An independent Tasmanian MLC will push for a parliamentary inquiry into the state-owned company responsible for the administration of the racing industry, after the second important race meeting in six weeks had to be called off in Hobart on Sunday.
Ivan Dean, the member for Windermere in the upper house, said he would be "very surprised" if he couldn't get the requisite support from the committee he chairs to establish an inquiry into Tasracing.
"[MLCs] asked a number of questions [of Tasracing] during the [government business enterprise hearings] ... on the state of the tracks and so on," Mr Dean said. "And we were being assured that the [Elwick] track was in good condition, it was standing up well, it was reacting to the works that they'd done on it and so on and there were no real issues and problems with it."
"To see this happen, so shortly thereafter, makes you wonder what the hell's going on."
Mr Dean said he intended to convene a meeting of the Legislative Council's six-member Sessional Committee Government Administration B to discuss the option of standing up an inquiry into Tasracing.
"The committee members are well and truly aware of a lot of the issues that are occurring in Tasracing at the present time, I can assure you of that," he said.
According to the independent MLC, the terms of reference for the prospective inquiry would likely cover off on Tasracing's financial position and the maintenance of tracks.
The postponement of the Elwick race meeting comes little more than a month after the 3YO Cup meeting at Mowbray had to be called off because holes were found in the track.

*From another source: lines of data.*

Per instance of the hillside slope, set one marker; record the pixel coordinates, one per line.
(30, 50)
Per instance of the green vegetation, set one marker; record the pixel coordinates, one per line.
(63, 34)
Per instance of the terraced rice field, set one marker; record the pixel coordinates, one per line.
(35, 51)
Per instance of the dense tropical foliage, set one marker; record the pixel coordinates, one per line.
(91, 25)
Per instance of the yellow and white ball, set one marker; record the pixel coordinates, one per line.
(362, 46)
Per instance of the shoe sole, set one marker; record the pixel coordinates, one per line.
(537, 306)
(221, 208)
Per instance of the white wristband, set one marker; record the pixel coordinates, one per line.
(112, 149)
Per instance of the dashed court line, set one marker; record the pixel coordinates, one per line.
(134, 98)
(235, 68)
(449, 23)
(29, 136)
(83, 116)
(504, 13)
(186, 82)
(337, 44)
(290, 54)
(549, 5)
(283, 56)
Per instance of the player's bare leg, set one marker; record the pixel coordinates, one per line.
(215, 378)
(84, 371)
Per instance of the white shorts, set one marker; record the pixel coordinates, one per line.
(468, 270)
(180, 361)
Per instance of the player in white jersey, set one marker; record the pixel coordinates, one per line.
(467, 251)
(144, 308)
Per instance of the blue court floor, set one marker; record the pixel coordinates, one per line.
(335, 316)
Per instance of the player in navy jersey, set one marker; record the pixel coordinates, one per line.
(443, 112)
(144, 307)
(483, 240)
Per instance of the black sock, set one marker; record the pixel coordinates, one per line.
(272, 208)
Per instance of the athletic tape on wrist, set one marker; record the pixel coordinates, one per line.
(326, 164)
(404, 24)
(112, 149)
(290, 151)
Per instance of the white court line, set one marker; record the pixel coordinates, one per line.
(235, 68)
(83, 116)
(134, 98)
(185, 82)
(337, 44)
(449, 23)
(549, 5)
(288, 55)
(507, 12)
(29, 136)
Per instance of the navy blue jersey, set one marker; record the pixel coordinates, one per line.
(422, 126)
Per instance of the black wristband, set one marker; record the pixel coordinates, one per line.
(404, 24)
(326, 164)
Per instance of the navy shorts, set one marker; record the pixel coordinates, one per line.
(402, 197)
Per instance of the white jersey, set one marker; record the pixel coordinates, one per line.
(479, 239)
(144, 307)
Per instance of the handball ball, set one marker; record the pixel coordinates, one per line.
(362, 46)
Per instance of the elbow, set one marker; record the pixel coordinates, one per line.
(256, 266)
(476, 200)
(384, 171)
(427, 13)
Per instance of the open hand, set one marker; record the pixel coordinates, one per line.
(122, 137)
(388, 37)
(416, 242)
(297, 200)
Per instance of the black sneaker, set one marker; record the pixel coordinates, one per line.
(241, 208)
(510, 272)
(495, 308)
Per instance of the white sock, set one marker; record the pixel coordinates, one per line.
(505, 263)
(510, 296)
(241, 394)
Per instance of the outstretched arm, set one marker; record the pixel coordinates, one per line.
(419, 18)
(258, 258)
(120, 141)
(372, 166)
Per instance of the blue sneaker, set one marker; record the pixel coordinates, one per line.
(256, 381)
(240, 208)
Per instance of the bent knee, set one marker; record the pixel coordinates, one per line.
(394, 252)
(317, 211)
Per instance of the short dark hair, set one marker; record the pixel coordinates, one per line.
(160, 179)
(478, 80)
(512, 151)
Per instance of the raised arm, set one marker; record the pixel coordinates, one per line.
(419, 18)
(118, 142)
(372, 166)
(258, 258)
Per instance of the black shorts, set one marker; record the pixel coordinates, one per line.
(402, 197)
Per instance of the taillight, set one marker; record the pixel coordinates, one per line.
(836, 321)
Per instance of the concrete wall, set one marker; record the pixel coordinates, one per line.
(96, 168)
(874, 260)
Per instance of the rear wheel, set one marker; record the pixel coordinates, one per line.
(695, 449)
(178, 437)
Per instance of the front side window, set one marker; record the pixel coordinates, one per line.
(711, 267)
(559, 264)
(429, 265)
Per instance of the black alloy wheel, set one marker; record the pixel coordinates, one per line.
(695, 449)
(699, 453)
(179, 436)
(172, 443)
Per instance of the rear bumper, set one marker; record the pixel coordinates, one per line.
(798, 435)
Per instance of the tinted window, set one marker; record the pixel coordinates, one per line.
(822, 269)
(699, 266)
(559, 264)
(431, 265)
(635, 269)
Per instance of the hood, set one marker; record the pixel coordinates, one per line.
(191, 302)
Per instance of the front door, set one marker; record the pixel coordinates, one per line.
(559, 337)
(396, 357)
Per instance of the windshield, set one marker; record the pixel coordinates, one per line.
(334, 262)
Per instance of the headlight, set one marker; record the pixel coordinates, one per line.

Tasracing chief executive Paul Eriksson said on Sunday that the Elwick postponement was disappointing and that participants would be compensated.
"The track had undergone work during December and while the majority of the track is in good condition, some specific areas did not recover to an appropriate level," he said in a statement. "Tasracing, in conjunction with our track partner Strathayr, will be undertaking an investigation into how the damage occurred and why the track did not recover to the level it should."